Marketing: Are You Experienced?

What is “experience marketing”? At a Thursday morning seminar, Holly Wesche Conn, of Wesche Jewelers in Melbourne, Fla., said it is “to consciously work to create a specific type of experience for the customers in your store.” Quoting marketing guru and best-selling author Jack Trout, Wesche Conn cautioned her audience, “Differentiate or die.”

The main components of experience marketing are the physical environment of your store (architecture, layout, decor, showcase presentation, amenities, maintenance, and cleanliness) and store personnel. But first, Wesche Conn said, define your experience. Exclude universals of providing value and customer service, and focus on what makes you distinct.

Wesche Conn used Wesche Jewelers, founded by her parents Jim and June Wesche in 1977, to illustrate experience marketing.
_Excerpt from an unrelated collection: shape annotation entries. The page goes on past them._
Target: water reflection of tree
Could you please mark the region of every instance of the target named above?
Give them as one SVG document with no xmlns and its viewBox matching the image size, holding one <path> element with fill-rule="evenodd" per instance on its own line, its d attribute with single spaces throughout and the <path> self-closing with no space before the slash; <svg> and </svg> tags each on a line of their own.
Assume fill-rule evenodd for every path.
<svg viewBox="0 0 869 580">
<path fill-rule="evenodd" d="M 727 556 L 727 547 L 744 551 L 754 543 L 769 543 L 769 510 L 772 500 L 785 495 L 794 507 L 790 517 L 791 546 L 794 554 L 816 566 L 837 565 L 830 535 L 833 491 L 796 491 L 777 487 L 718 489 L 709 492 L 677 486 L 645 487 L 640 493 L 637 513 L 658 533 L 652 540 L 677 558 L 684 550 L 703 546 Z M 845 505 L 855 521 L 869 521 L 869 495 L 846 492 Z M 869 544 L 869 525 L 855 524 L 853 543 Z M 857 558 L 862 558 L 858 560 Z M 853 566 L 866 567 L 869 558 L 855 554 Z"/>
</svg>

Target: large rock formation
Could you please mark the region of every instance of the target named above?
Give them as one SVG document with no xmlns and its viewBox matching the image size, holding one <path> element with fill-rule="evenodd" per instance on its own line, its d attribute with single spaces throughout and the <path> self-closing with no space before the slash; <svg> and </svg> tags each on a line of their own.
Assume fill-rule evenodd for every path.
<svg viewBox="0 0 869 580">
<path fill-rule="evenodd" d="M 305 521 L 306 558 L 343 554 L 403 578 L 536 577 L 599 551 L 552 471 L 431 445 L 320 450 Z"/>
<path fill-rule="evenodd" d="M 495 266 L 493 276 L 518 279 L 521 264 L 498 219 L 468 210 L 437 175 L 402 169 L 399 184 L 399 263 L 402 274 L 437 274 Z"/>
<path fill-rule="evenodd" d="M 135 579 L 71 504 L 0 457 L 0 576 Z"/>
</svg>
Wesche’s goals, she said, are to “provide customers with feelings that they are in a luxury resort hotel with a Mediterranean flair,” “invite the customer to explore and discuss,” and “promote their company history, jewelry expertise, and reputation in the community.”

Supporting the Wesche Jewelers’ concept is a harmonious and meticulous attention to detail. Wesche Conn walked retailers through her store, starting with external music and a two-story atrium at the entrance. She highlighted company history, credentials, and expertise, which cultivates both human-interest stories and professionalism. Store features include a fully branded Swarovski room, a Hearts On Fire alcove, a goldsmiths’ observatory window, a window into the vault, commemorative plaques and news clippings, customer photos, and a “brag board.” Special amenities include an extensive beverage bar, a children’s area, baby-changing area, meeting room available to nonprofits, and umbrellas. Wesche’s has a “hospitality mentality,” providing service and convenience, and anticipating customer needs. “It’s all the little things that add up to a big store experience,” Wesche Conn said.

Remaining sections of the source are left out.